It’s been a huge team effort to bring this tool to life and finally to general availability. Several features available in Elasticsearch®’s search analytics engine were essential to make this possible:
The p_value scoring heuristic for significant terms aggregation enables the identification of statistically significant field/value pairs within logs. This aggregation facilitates the comparison of these pairs in relation to a deviation from the baseline log rate. It helps pinpoint which fields have the most impact on the deviation, thereby providing an initial explanation that serves as a valuable starting point for delving deeper into the root causes. For instance, in the analysis of web logs, it permits the identification of the source IPs or URLs contributing to a spike in your logs.

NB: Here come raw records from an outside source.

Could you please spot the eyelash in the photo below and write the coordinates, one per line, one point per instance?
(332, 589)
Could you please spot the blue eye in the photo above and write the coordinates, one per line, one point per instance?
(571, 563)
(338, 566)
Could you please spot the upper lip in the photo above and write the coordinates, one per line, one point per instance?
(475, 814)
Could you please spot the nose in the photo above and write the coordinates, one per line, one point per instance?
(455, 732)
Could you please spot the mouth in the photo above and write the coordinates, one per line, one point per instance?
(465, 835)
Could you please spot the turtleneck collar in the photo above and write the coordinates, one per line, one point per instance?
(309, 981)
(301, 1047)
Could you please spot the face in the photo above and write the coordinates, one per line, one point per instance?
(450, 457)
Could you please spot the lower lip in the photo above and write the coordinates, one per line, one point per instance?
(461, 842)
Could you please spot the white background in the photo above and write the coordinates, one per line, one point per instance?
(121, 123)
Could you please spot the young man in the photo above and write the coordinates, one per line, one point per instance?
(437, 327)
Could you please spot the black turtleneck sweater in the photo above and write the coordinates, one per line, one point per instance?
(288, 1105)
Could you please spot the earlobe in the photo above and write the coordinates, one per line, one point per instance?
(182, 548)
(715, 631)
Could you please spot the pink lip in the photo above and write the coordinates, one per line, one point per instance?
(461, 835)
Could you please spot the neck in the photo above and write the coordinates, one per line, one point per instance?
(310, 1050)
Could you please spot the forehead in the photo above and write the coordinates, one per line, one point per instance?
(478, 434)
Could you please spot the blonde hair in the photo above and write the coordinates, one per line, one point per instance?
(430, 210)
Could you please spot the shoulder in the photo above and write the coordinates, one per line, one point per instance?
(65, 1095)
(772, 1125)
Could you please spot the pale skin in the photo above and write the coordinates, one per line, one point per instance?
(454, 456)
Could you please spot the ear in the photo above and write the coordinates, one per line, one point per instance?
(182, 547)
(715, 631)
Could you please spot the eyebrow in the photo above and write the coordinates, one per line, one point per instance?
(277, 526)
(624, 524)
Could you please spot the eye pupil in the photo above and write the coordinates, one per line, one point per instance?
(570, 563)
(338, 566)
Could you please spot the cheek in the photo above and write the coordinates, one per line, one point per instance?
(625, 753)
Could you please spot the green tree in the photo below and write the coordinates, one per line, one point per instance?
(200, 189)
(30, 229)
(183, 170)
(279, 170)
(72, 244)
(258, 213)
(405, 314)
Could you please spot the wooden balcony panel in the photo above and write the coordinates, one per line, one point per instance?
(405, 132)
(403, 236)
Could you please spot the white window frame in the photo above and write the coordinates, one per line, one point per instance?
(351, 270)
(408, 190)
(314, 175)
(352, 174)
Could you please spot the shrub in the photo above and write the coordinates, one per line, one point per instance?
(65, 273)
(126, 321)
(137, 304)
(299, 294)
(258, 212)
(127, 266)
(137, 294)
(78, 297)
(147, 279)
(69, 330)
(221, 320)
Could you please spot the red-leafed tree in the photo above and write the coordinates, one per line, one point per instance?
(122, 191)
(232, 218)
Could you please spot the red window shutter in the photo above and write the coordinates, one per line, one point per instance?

The frequent_item_sets aggregation employs a data mining technique that is able to find frequent and relevant patterns in large data sets. Its implementation as an Elasticsearch aggregation makes it available as a building block for many use cases like recommender systems, behavioral analytics, or fraud detection. For log rate analysis, we use the aggregation to identify groups of correlating statistically significant field/value pairs. Again with web logs for example, this can give you the ability to identify which type of users are accessing certain URLs causing an increase or decrease in log activity.
Finally, the random_sampler aggregation allows us to scale the feature for today’s Observability workloads effectively. The aggregation randomly samples documents in a statistically robust manner and allows us to balance speed and accuracy at query time as opposed to approaches where you’d have to consider sampling upfront as part of ingesting or rolling up data.